彼女が直球で投げかけてくる役の人間像や表情は、観ている者の心を爽やかにする。楽しさもおかしさも苦悩も涙も“自然”に伝えてくれるのが、彼女の最大の魅力だと私は感じる。そこにトップスターたるべき人が持ち合わす風格・気品・華やかさ・美しさ・男役の色気が加わり、さらに彼女の天性の明るさが舞台を満開にするのだ。
代表作とされるのが――
1996年『ハウ・トゥー・サクシード』バド・フランプ
1997年『失われた楽園』エリオット・ウォーカー
2000年『源氏物語 あさきゆめみし』光 源氏
『~夢と孤独の果てに~ルートヴィヒ?世』etc。
特にルートヴィヒ?世という人物の一生を演じた確かな演技は絶賛された。
愛華みれ――という人が私の心に飛び込んできたのは、共演したバウホール公演「散る花よ 風の囁きに聞け」。谷 正純先生・作、朝香じゅんさん主演の日本物。専科の方も含め、出演者の数は多かった。彼女はその時わずか研2で薩摩藩士“藤波純次郎”という役を演じた。大抜擢。洋物ならともかく、立ち居振舞いから衣装の着付けまで、何かと下級生には慣れないことが多い。しかもタモちゃんにとってはこれが初めての日本物。化粧の仕方すら知らなかったわけだ。

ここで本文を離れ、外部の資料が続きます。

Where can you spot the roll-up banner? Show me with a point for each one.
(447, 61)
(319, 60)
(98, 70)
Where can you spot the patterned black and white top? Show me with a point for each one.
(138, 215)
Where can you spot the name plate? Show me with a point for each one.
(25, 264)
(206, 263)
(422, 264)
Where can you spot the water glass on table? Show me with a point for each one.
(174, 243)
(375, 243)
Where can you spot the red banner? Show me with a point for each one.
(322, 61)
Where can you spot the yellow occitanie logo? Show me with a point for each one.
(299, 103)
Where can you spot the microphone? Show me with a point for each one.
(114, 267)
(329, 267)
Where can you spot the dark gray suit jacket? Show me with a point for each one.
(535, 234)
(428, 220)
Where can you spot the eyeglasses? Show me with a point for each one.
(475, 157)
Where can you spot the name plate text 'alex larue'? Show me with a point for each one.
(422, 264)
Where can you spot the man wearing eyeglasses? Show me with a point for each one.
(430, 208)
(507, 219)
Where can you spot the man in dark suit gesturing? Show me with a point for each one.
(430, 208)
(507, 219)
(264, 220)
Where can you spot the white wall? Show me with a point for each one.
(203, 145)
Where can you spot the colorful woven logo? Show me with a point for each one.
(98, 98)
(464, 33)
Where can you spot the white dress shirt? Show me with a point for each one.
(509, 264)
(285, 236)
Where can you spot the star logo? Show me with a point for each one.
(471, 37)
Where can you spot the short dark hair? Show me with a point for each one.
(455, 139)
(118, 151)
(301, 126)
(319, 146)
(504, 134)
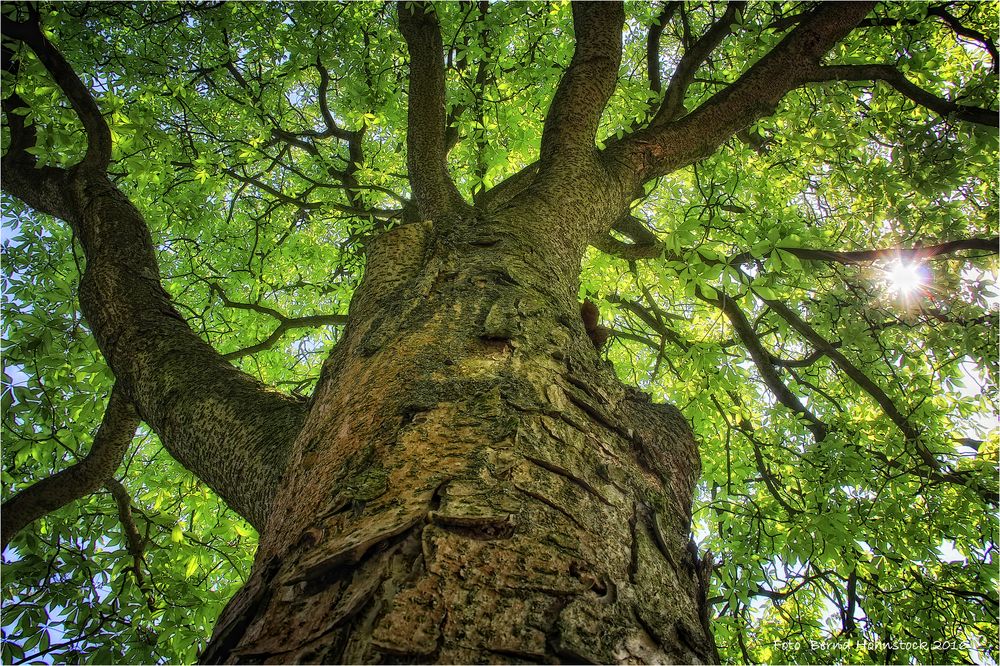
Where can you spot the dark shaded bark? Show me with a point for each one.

しかし彼女の稽古をそばで見て感じた。わずか研2で風格と気品を出せる人……。本人が語っているのを何かで読んだが「あの役に出会わなければ、今の愛華みれはいません。」――。泣き出す人もいるぐらい厳しい稽古だったあの作品が、スター愛華みれへのステップだったと私も思える。もちろんそれにこたえた彼女がいたからだ。